Старик поднял голову… медленно оглянулся вокруг, прислушиваясь к чему-то и глубоко вдыхая терпкий аромат сырой, после только что стаявшего снега земли, застыл на мгновение, закрыв глаза, потом вновь наклонил седую голову и, оперевшись подбородком на скрещенные на ручке палки сухие ладони, посмотрел на реку. Отсюда, с высоты обрыва хорошо было видно, как воды реки порывисто несут упругое ее тело вниз по течению. В это время года, в начале апреля, вода в реке высокая, все еще темная и очень бурная. Это летом, и в особенности отчего-то – осенью, движение вод становится более плавным, оставаясь все таким же стремительным… Он снова задумался о чем-то…
О чем?..
Апрельский ветерок тихонько прошелестел в соснах, чирикнула птичка, и опять воцарилась тишина, сквозь которую шумела чуть слышно река. Река… Он слушал шум реки… Она так же шумела и пятьдесят лет назад. В тот яркий солнечный день, когда он, молодой и полный сил, счастливый своим счастьем любить, и, не смея показать ей это, шел по грунтовой дорожке их любимого леса и, держа ее за руку, наполнялся восторгом от ее близости, от податливости ее руки в своей руке и от осознания своей физической силы и власти над ней.

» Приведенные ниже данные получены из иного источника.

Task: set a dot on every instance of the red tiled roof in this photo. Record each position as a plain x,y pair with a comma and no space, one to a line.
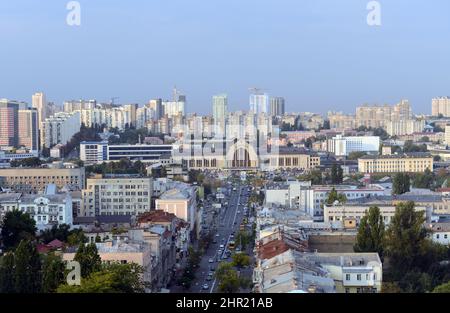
272,249
157,216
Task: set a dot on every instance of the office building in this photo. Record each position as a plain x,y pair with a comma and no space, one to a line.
402,163
97,152
33,180
117,196
46,210
29,129
181,202
220,109
277,106
40,104
60,128
343,146
9,121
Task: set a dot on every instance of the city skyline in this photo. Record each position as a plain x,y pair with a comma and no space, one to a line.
319,55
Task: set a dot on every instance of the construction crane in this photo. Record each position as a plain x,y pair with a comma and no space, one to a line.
113,100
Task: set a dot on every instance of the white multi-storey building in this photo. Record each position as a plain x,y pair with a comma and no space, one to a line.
440,105
60,128
405,127
117,196
343,146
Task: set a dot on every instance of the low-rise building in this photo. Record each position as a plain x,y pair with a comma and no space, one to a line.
46,210
440,233
180,202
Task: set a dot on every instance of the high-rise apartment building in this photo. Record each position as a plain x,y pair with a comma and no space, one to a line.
78,105
259,102
40,103
173,108
28,131
9,121
440,106
220,108
277,106
156,106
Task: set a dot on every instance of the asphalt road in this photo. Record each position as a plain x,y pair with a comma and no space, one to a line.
229,222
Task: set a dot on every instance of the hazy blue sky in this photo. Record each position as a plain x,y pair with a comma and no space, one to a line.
319,54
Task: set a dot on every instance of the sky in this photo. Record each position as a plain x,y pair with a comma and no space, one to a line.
320,55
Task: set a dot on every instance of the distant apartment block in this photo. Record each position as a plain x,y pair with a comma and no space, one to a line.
59,128
404,163
404,127
440,106
98,152
28,131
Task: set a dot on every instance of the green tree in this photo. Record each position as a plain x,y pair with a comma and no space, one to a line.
87,256
17,226
371,232
401,184
76,238
27,274
240,260
113,278
404,238
444,288
7,283
53,273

Он вел ее на Остров Любви.
Кто бы мог подумать, что так замечательно, в его власти, начинавшаяся история с походом на этот желанный для всех влюбленных в их городке и всех, без исключения, приезжавших на курорт отдыхающих остров, окончится для него таким поражением? И из-за чего? Старик улыбнулся – теперь он мог улыбаться над этим. А тогда… тогда ему было совсем не до улыбок.

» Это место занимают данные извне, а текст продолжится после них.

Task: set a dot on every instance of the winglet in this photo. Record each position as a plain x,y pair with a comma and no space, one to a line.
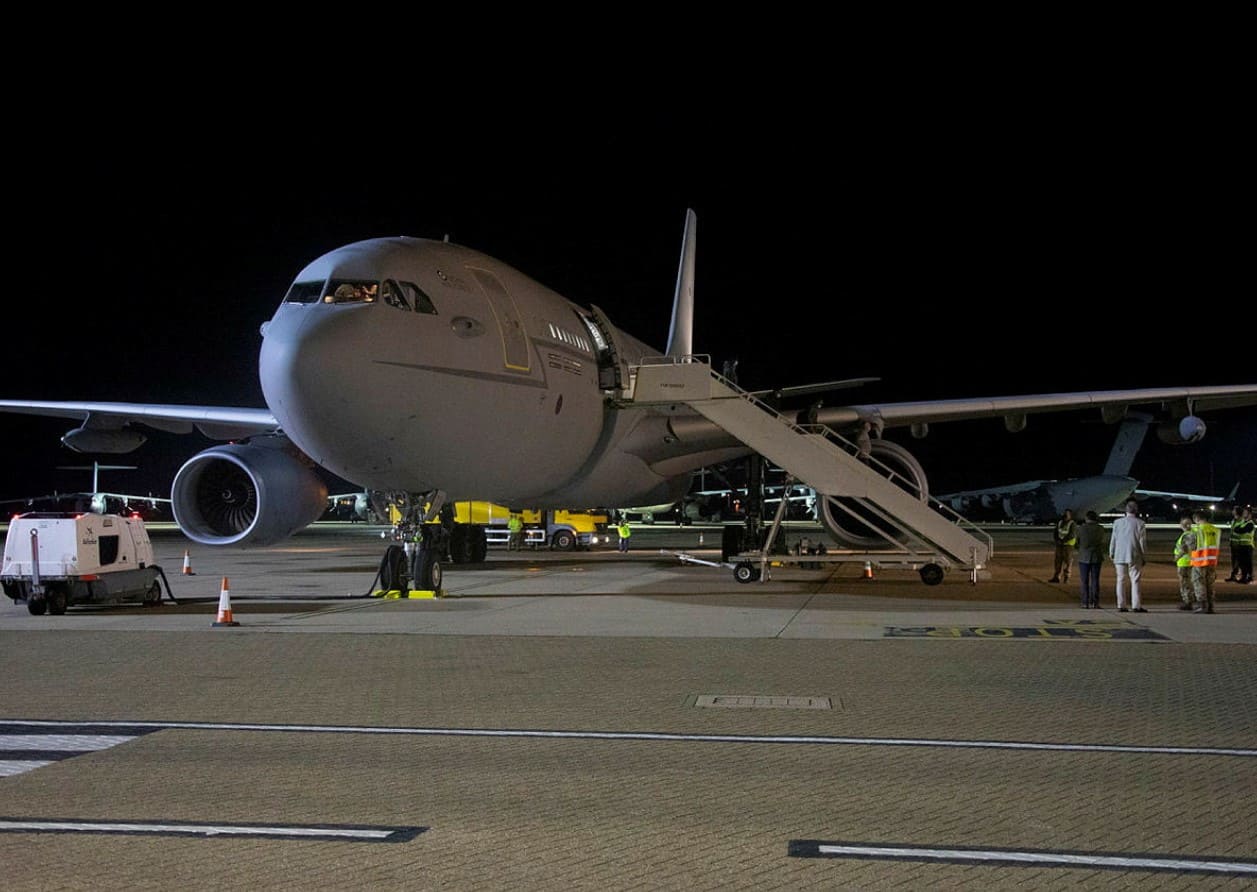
680,334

Он снова, уже невесело, усмехнулся: все закончилось тем, что она сбежала от него. Прямо с этого острова – острова Любви. Тогда он так и решил – это знамение, это знак обреченности, который висит над его любовью к ней. Он помнил, как мрачно размышлял об этом, возвращаясь ночным лесом к себе домой после танцев на эстраде, куда все же пошел с ней после выяснения отношений и примирения. В тот раз он даже не замечал темноты, сумрачности и таинственной тишины леса, настолько был погружен в плохие предчувствия относительно перспектив их взаимоотношений. Ушла от него с Острова Любви! Какие уж тут могут быть перспективы! Нет, это знак, точно знак! Он быстро шел через лес и вспоминал, как днем много часов мучился страхом на этом Острове Любви, пока пытался найти ее там и выяснить для себя, что она не утонула; как, все-таки, решился, наконец, когда солнце уже пошло к закату, перейти на берег и пойти к ней домой и убедиться в том, что она – или жива и здорова, или ее нет дома и, значит, он виноват в том, что она утонула… утонула! он вспоминал, как с замиранием сердца позвонил в дверь, и на пороге появилась она – живая и здоровая, да еще гордо и с презрением глядящая на него. Вот это был номер!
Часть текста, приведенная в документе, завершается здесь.